Ada janji Allah, dimana ketika memberi kebaikan, maka kita juga akan mendapatkannya. Jadi di komunitas ini ditanamkan nilai untuk memberi tidak meminta. 

Dapur Berkah sudah begitu bagus dengan upayanya memberi makan secara gratis apalagi di Kondisi Pandemi karena berkurangnya pemasukan. Untuk jangka panjang kita ingin mendirikan panti jompo untuk penyindang fasibilitas yang sudah tidak produktif.

...
Asep Siswoyo - NON AKTIF

Mitra Warung Berkah

“Saya berterima kasih dan senang bisa menjadi supplier karena berbagi itu hal istimewa, saya juga berharap produk yang dipasok bisa menjadi berkah dan obat yang menyehatkan untuk orang-orang yang dibantu oleh Dapur Berkah.”

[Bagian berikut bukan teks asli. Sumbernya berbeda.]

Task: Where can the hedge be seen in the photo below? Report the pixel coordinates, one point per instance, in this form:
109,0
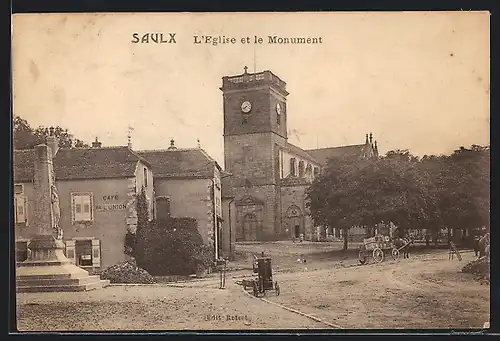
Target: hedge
172,246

Asep Siswoyo (54) atau yang lebih akrab dikenal dengan sebutan Pak Yoyo merupakan pemasok Gula Jawa atau Gula Merah untuk program Sembako Berkah. Pak Yoyo melanjutkan usaha Gula Jawa atau Gula Merah milik Almarhum kakaknya yang telah dirintis sejak 1 tahun silam. Sejak bulan Februari 2022, Pak Yoyo melanjutkan usaha milik kakaknya dan kembali berkontribusi sebagai pemasok bahan makanan bersama Dapur Berkah.

Menurut pria kelahiran Ciamis, 26 Mei 1968 ini pemesanan rutin dari Dapur Berkah sangat membantu perekenomian keluarganya terlebih saat ia memutuskan untuk pensiun dini dari pekerjaan sebelumnya dan tidak memiliki pekerjaan pasti / serabutan.

“Salah satu penghasilan utama yang saya dapatkan adalah pemesanan Gula Jawa dari Dapur Berkah yang dapat membantu perekonomian keluarga.” Tutur Pak Yoyo.

Pria yang sempat berprofesi sebagai supir pribadi ini, berharap kerja sama yang panjang dengan Yayasan Nur Dapur Berkah dan berharap program-program Yayasan dapat menjadi hal yang istimewa di mata masyarakat.